On appeal, Lucas-Hernandez asserted that the magistrate judge erred by admitting a border patrol agent’s Spanish-to-English translation of Mr. LucasHernandez’s field statements under Federal Rule of Evidence 801(d)(2)(A) without determining whether the agent was a “language conduit” under United States v. Nazemian, 948 F.2d 522, 527 (9th Cir. 1991), cert. denied, 506 U.S. 835 (1992). We hold that Nazemian applies to the statements of a party opponent that are translated by a testifying witness, but that any error in admitting Agent Mauler’s Spanish-to-English translation was harmless.

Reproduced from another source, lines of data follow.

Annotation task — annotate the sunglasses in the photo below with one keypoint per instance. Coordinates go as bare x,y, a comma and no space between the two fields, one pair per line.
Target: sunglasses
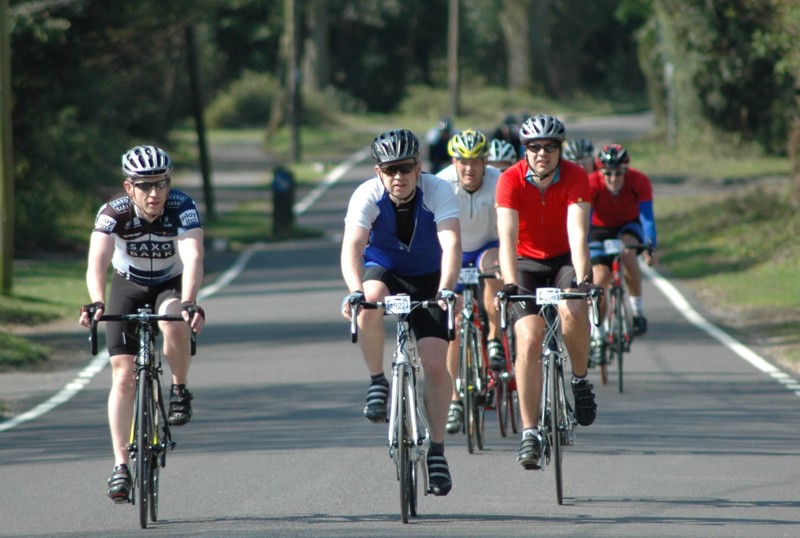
403,169
548,148
147,186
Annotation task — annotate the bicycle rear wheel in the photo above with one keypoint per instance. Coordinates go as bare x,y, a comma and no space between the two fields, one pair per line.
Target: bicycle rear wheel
501,403
142,454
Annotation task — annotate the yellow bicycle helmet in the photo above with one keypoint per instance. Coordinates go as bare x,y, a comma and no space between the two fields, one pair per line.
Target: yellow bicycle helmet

The government argues that the Nazemian analysis is inapplicable to cases where, as here, “there was no interpreter.” We disagree. If anything, it is even more critical for courts to assess the language competence of someone who is not a formal interpreter, and whose language proficiency has neither been tested nor certified, when the prosecution seeks to rely on that person’s translations of statements purportedly made by or to a criminal defendant. Particularly where a person with minimal language skills attempts to communicate in that language with a potential criminal defendant, the risk of mispronunciation, miscommunication, or mistranslation is high. See, e.g., United States v. Ramos, 623 F.3d 672, 678–79, 680–81 (9th Cir. 2010) (holding that an immigration officer with limited Spanish training did not provide a competent translation for purposes of a waiver of appeal, even though she asked routine questions). Applying the Nazemian analysis in these circumstances helps to ensure the accuracy of statements or admissions made in another language before they can be admitted against a criminal defendant.
We hold that the Nazemian analysis applies to the present circumstances because Agent Mauler testified in English as to Lucas-Hernandez’s statements, which were originally made in Spanish. As a result, the magistrate judge was required to determine whether Agent Mauler’s translations “fairly should be considered the statements of [Lucas-Hernandez],” applying the factors identified in Nazemian, 948 F.2d at 527. However, because any error in admitting Agent Mauler’s testimony was harmless, we affirm the district court’s ruling upholding LucasHernandez’s conviction under 8 U.S.C. § 1325(a)(1).